The findings appear online in the articles-in-press section of the American Thoracic Society’s American Journal of Respiratory and Critical Care Medicine.

“In patients with obstructive sleep apnea who are established on CPAP treatment, withdrawal of the therapy is associated with a rapid recurrence of OSA and sleepiness within a few days,” said Malcolm Kohler, MD, senior consultant at the Sleep Disorders Centre and Pulmonary Division of the University Hospital in Zurich. “After 14 days of CPAP withdrawal, OSA patients experienced considerable increases in heart rate and blood pressure as well as a deterioration in vascular function.”

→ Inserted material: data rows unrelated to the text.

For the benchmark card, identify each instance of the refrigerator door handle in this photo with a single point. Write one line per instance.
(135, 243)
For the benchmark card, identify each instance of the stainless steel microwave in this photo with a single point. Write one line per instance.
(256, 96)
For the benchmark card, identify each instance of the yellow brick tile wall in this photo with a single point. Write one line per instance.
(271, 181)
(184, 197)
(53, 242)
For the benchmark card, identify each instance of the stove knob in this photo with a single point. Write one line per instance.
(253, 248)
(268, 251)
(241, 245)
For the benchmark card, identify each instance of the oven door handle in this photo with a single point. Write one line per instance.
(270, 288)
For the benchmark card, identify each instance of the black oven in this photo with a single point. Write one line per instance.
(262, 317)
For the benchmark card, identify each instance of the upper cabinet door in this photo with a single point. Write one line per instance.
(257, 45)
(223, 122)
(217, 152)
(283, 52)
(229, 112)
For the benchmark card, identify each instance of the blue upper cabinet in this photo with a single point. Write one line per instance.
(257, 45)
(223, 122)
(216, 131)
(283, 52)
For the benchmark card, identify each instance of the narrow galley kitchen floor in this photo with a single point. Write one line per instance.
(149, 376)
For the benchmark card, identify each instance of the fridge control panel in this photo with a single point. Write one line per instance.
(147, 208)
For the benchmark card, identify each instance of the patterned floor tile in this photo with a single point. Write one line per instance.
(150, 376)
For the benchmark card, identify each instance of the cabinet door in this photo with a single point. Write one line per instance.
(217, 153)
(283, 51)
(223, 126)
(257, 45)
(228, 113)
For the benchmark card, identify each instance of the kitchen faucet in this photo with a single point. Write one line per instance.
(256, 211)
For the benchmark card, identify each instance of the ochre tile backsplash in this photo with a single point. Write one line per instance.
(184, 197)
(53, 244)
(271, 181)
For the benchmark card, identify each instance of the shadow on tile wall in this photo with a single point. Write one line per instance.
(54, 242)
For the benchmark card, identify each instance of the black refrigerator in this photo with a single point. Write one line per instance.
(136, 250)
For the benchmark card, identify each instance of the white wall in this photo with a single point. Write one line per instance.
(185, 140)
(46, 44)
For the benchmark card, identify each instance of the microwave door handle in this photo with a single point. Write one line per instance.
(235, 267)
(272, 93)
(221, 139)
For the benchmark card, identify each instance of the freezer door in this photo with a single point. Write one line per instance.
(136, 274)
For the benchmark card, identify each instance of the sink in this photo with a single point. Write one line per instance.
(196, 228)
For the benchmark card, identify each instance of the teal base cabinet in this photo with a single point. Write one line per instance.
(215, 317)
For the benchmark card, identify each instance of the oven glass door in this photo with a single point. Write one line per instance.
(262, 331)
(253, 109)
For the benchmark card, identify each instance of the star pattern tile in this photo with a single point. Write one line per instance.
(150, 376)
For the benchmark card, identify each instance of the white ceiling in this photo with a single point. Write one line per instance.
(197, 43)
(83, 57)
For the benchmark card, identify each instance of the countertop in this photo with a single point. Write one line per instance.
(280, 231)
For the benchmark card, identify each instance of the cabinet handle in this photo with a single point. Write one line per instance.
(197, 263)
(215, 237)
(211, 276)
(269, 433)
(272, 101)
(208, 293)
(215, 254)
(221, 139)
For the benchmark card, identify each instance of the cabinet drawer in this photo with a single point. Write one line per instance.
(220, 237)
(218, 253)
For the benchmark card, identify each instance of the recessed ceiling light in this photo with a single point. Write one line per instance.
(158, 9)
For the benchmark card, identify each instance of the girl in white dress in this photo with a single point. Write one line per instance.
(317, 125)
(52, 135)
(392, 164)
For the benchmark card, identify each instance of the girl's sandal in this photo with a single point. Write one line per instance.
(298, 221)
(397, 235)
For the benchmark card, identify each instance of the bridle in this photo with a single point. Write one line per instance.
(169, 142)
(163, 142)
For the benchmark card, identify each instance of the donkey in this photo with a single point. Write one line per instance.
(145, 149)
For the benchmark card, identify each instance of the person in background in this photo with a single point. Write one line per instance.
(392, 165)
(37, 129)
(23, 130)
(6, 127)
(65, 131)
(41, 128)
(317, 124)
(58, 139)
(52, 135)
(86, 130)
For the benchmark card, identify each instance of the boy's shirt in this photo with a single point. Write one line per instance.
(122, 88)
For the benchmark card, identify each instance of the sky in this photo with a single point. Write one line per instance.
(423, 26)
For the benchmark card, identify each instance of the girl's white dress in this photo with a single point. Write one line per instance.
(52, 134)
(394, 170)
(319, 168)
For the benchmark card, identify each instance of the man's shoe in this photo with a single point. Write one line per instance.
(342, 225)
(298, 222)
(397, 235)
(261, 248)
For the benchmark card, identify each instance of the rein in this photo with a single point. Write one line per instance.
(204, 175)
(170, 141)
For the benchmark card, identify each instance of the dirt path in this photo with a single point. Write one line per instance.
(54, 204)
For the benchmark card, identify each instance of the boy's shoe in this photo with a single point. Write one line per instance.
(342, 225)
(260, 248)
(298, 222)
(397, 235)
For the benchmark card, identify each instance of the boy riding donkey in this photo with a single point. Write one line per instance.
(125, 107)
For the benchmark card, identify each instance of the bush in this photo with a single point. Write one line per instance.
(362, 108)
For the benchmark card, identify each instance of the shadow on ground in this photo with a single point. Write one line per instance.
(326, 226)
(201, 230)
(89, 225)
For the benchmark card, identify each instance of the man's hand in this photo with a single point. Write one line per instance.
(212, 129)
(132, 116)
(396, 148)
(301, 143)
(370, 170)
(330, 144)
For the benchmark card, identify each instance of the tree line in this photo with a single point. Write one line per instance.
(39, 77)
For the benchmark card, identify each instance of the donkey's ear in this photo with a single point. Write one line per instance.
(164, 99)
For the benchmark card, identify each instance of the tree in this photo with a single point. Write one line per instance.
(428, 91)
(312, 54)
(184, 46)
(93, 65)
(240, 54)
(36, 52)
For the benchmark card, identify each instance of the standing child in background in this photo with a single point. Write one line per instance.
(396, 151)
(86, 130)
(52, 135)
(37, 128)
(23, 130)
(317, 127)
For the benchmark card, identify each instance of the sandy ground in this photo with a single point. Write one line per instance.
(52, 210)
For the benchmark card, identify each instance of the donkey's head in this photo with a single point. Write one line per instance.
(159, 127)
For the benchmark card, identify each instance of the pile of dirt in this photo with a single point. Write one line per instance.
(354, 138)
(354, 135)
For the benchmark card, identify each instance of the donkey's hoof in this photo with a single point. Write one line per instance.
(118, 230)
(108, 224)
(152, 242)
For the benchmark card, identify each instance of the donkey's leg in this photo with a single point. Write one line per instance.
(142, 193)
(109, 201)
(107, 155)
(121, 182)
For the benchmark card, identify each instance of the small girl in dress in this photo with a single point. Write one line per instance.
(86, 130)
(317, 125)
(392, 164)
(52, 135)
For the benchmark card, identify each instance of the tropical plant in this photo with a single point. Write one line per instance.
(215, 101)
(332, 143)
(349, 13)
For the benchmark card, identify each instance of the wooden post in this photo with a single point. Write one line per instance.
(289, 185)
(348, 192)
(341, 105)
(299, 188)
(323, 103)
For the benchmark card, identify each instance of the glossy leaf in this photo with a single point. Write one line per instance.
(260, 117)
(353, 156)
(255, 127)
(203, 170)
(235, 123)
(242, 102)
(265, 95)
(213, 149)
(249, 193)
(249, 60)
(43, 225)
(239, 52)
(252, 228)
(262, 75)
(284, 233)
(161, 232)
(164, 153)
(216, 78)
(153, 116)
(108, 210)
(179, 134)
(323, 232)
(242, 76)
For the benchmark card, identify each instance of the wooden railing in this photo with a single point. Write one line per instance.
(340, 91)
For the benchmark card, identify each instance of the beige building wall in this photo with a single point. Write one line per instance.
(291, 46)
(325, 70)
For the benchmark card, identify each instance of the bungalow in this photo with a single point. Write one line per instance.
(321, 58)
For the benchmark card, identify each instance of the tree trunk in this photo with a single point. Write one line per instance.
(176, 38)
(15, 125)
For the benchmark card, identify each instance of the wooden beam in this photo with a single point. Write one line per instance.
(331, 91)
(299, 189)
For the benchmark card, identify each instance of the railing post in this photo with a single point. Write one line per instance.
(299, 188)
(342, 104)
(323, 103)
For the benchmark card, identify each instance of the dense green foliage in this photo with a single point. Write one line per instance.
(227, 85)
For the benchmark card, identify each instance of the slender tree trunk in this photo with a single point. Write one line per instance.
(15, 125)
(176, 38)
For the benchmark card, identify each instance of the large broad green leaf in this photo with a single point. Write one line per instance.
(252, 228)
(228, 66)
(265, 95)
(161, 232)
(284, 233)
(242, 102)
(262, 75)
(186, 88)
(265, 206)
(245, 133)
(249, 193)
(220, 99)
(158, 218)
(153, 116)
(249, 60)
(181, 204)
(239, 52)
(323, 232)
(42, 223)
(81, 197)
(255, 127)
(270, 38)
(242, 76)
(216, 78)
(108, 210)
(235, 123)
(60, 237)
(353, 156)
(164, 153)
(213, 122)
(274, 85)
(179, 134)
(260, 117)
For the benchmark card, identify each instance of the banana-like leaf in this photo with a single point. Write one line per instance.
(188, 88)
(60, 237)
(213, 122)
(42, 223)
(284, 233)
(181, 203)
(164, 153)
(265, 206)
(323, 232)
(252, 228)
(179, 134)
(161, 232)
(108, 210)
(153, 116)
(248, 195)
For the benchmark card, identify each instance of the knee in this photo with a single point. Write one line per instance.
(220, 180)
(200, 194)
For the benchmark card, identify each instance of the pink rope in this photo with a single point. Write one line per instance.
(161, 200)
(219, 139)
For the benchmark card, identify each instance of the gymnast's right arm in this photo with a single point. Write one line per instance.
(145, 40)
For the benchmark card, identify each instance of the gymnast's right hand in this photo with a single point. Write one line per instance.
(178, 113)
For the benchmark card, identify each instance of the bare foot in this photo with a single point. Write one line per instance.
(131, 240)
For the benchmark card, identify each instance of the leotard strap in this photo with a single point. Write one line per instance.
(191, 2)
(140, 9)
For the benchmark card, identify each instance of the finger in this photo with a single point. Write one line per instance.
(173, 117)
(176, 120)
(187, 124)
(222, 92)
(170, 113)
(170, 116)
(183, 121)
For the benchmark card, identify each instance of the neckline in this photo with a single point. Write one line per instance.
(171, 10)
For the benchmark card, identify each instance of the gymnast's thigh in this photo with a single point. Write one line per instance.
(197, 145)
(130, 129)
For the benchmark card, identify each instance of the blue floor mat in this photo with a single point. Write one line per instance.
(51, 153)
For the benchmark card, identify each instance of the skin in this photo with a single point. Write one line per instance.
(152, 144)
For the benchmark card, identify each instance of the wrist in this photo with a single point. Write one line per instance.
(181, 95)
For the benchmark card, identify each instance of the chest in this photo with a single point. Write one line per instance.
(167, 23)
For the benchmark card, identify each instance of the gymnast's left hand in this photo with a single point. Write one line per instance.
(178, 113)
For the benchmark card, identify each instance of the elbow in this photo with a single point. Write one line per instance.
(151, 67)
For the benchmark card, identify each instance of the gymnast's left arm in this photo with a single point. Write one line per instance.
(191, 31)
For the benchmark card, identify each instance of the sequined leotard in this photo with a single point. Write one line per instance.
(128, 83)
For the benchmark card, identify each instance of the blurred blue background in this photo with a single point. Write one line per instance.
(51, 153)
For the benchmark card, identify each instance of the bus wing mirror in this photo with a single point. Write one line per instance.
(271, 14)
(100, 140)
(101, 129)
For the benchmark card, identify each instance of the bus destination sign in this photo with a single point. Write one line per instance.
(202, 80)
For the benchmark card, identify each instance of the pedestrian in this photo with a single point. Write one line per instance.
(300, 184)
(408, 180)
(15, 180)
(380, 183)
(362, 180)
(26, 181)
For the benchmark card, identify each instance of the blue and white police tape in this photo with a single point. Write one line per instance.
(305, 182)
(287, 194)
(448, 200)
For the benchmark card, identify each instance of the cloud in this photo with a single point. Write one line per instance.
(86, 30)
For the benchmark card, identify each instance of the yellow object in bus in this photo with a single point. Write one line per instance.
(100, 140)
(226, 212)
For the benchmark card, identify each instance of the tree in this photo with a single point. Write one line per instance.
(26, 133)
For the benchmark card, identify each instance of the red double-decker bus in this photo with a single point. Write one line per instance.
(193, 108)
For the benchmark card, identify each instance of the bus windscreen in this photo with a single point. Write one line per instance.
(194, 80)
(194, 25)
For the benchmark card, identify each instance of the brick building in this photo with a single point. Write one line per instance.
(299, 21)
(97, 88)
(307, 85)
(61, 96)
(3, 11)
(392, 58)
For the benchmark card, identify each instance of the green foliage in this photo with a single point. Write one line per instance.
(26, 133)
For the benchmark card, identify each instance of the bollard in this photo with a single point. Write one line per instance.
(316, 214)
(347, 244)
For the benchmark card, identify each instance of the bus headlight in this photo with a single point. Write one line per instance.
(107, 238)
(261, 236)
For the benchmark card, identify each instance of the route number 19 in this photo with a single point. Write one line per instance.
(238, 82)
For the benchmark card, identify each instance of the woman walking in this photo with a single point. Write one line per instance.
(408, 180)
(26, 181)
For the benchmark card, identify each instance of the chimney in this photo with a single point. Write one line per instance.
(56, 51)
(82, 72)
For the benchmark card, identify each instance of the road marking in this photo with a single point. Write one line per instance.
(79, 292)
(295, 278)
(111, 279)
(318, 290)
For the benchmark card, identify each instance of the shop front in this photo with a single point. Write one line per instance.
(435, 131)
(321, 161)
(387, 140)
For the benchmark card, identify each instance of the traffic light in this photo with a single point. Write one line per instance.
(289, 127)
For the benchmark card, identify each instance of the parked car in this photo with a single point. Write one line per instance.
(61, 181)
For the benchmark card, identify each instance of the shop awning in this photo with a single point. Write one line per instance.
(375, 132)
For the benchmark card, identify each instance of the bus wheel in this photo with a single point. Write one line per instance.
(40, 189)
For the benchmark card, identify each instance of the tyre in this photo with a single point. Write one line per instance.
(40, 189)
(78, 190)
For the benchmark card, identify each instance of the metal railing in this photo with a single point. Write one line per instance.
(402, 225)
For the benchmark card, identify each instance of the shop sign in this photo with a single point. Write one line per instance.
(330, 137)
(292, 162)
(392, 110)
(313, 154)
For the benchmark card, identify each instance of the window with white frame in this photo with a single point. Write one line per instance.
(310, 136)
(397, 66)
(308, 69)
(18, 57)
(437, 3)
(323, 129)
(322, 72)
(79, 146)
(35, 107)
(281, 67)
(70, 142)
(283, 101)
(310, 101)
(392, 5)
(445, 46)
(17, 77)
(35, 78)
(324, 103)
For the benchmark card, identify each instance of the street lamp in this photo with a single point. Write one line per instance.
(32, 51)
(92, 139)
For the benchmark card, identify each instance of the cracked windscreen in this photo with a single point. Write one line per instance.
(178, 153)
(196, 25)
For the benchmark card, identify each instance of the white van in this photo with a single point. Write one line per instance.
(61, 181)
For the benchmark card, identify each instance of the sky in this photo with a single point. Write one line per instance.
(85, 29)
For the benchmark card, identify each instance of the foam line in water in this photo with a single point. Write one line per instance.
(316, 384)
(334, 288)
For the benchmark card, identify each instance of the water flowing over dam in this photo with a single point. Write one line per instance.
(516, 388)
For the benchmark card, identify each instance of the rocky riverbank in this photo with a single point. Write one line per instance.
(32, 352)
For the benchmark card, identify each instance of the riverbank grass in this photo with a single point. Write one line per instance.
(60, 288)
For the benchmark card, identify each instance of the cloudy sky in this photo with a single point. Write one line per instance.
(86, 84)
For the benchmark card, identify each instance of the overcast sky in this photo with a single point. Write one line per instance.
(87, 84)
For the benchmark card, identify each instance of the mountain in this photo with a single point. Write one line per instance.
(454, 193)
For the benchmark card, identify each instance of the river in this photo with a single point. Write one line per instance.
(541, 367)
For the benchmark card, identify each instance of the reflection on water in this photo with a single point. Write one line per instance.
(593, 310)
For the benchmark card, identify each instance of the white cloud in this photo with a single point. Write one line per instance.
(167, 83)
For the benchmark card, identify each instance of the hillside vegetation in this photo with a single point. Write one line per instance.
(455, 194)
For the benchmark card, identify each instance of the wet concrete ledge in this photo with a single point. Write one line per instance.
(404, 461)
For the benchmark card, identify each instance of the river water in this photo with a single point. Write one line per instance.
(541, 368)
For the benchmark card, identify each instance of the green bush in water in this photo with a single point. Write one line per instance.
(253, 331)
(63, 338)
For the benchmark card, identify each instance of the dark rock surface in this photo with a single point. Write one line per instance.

The researchers recruited patients who had been previously diagnosed with OSA and treated with CPAP and were registered in a database of the Sleep Disorders Centre in Zurich. Patients were randomized to either continue CPAP therapy or to withdraw CPAP (maintaining a sub-therapeutic level) for 2 weeks. After baseline polysomnography, patients underwent nightly at-home assessment of respiration and oxygen saturation each day of the study period. Patients were also assessed for subjective and objective sleepiness, psychomotor performance, blood pressure and heart rate, endothelial function, systemic inflammation, insulin resistance, and urinary catecholamines. The polysomnography was repeated at the end of the 2-week period.

Not surprisingly, at the end of the study period, there was a significant increase in apneic events, oxygen desaturations, and the number of arousals during sleep. As a consequence of the recurrence of sleep-disordered breathing, subjective sleepiness increased in the CPAP withdrawal group. “Withdrawal of CPAP was associated with a rapid return of sleep-disordered breathing within a few days,” said Kohler.

Importantly, endothelial function deteriorated considerably in the CPAP withdrawal group, and there was a marked increase in blood pressure and heart rate after 2 weeks. Additionally, the researchers found a significant increase in urinary catecholamines, hormones consistent with sympathetic nervous system activation. These findings imply that withdrawal of CPAP therapy for even a short time has a measurable negative effect on the cardiovascular system.